V. Press, 2021      £6.50

Effect of repetition

Chloe Hanks creates strong rhythms in her pamphlet through the repetition of words and sounds as well as her use of form and rhyme. She uses these means to capture atmosphere, and I found it particularly interesting how these enhanced her ekphrastic poems.

In the first poem ‘Testaments of an Instagram Poet’, she starts each stanza with ‘I want to write’ and uses alliteration in the first stanza with ‘delicate poetry’ which ‘fleets across the page’

in a perfect pirouette,
feather-light skirts chasing
precisely pointed limbs.

The poet uses the lyrical form of the villanelle in ‘Little Jean’, a poem about Claude Monet’s beautiful painting of his wife and son. These are the alternating lines which close the poem in the final quatrain:

Beneath the dainty sky as summer wakes,
the boy looks to the clouds for abstract shapes.

The villanelle is also used in ‘The Witch Inside the Mirror’. One of the repeating lines is ‘I trapped a witch inside an antique mirror’ which builds up a slightly claustrophobic effect.
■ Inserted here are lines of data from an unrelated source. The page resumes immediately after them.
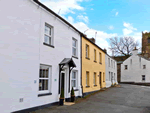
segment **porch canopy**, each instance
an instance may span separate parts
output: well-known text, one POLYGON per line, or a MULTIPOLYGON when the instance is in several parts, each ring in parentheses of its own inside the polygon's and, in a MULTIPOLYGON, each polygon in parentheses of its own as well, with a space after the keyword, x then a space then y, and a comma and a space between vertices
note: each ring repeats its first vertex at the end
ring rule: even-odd
POLYGON ((70 92, 70 73, 71 70, 76 67, 74 61, 72 60, 72 58, 64 58, 60 63, 59 63, 59 91, 58 93, 60 94, 60 76, 61 76, 61 71, 63 69, 63 67, 68 64, 69 65, 69 87, 68 87, 68 92, 70 92))

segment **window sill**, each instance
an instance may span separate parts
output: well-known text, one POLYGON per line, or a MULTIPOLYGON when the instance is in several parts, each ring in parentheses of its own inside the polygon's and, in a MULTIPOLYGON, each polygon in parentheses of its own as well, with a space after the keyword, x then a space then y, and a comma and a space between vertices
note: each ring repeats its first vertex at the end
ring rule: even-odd
POLYGON ((86 88, 88 88, 88 87, 90 87, 90 86, 86 86, 86 88))
POLYGON ((79 91, 79 89, 74 89, 74 91, 79 91))
POLYGON ((38 94, 38 97, 41 97, 41 96, 47 96, 47 95, 52 95, 52 93, 38 94))
POLYGON ((94 60, 95 63, 97 63, 97 61, 94 60))
POLYGON ((101 62, 99 62, 99 64, 102 64, 101 62))
POLYGON ((46 46, 49 46, 49 47, 52 47, 52 48, 55 48, 53 45, 50 45, 50 44, 47 44, 47 43, 43 43, 44 45, 46 46))
POLYGON ((76 57, 76 56, 72 56, 72 57, 78 59, 78 57, 76 57))
POLYGON ((86 59, 90 60, 90 58, 85 57, 86 59))
POLYGON ((94 85, 94 87, 96 87, 97 85, 94 85))

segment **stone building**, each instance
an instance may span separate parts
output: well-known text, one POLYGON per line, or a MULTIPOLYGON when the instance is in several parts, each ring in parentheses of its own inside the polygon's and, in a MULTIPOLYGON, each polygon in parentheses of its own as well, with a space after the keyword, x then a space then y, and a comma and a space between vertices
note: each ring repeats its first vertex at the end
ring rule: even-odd
POLYGON ((150 58, 150 32, 142 32, 142 55, 150 58))

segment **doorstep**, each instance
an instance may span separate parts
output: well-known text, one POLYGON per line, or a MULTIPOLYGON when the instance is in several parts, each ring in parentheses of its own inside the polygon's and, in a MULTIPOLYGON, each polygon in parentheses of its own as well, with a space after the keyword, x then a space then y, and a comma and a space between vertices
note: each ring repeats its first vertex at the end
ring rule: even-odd
POLYGON ((65 106, 71 106, 71 105, 74 105, 74 104, 75 104, 75 102, 64 102, 65 106))

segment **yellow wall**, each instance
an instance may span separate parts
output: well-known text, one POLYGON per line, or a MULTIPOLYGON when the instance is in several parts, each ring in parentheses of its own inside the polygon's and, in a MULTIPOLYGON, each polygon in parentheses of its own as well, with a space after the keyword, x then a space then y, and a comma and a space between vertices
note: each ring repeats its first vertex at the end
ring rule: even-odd
MULTIPOLYGON (((92 92, 96 90, 100 90, 100 87, 106 87, 105 80, 103 81, 103 73, 105 75, 105 53, 100 50, 97 46, 92 44, 90 41, 88 41, 86 38, 82 37, 82 86, 83 86, 83 93, 86 92, 92 92), (86 58, 86 44, 89 45, 89 58, 86 58), (94 62, 94 49, 96 50, 96 61, 94 62), (101 53, 102 56, 102 64, 100 64, 99 61, 99 53, 101 53), (86 71, 89 71, 89 86, 86 87, 86 71), (93 77, 94 72, 96 72, 96 85, 94 86, 93 83, 93 77), (102 73, 102 79, 100 85, 99 83, 99 73, 102 73)), ((105 76, 104 76, 105 77, 105 76)))

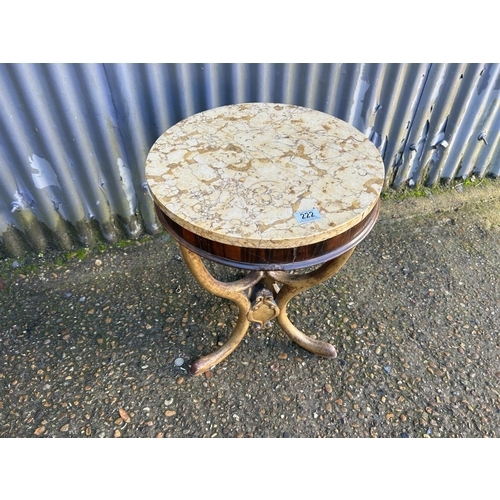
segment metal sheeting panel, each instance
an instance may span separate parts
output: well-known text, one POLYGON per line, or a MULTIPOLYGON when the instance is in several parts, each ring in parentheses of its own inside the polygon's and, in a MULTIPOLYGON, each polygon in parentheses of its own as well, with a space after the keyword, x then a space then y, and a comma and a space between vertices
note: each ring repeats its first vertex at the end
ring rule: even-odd
POLYGON ((10 246, 71 248, 142 231, 102 65, 0 66, 0 105, 0 234, 10 246))
POLYGON ((158 231, 147 153, 189 115, 282 102, 380 150, 386 187, 500 172, 499 64, 2 64, 0 250, 158 231))
POLYGON ((393 187, 497 177, 499 97, 499 64, 432 65, 393 187))

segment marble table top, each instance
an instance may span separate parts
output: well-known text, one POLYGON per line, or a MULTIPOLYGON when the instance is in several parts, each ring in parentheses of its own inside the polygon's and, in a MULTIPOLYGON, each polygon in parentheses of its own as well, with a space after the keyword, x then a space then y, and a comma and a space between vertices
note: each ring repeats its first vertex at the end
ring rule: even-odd
POLYGON ((223 106, 169 128, 146 161, 163 212, 205 238, 292 248, 363 220, 384 182, 370 140, 326 113, 271 103, 223 106))

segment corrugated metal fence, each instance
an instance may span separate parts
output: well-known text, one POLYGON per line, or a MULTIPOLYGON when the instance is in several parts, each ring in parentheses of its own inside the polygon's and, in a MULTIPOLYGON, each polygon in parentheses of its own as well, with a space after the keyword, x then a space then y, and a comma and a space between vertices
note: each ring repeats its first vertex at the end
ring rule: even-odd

The form seems very apt as the ‘I’ in the poem is caught by the witch in an endless cycle as ‘she spills curse after curse, no end in sight’.

The poem ‘Frida’ responds to a striking self-portrait by Frida Kahlo. Here the poet also uses repetition in an interesting way. The first two lines of each octet are repeated at its end. The first lines are also repeated as the fourth lines. This means we have ‘eyes’ three times at line end which replicates the directness of the gaze in the self-portrait. The word ‘again’ repeated at line end three times, for me, creates an effect or impression of survival despite pain.

One last example (there are others). In the prose poem ‘To Love a Poet’, the word ‘entwined’ occurs eight times. The poem begins and ends with ‘you’ ‘entwined with me’. Stitching also features strongly as an image in the poem. The effect, in what is already a dense square of text, is to bind words and meaning closer together. Another potent use of timely repetition.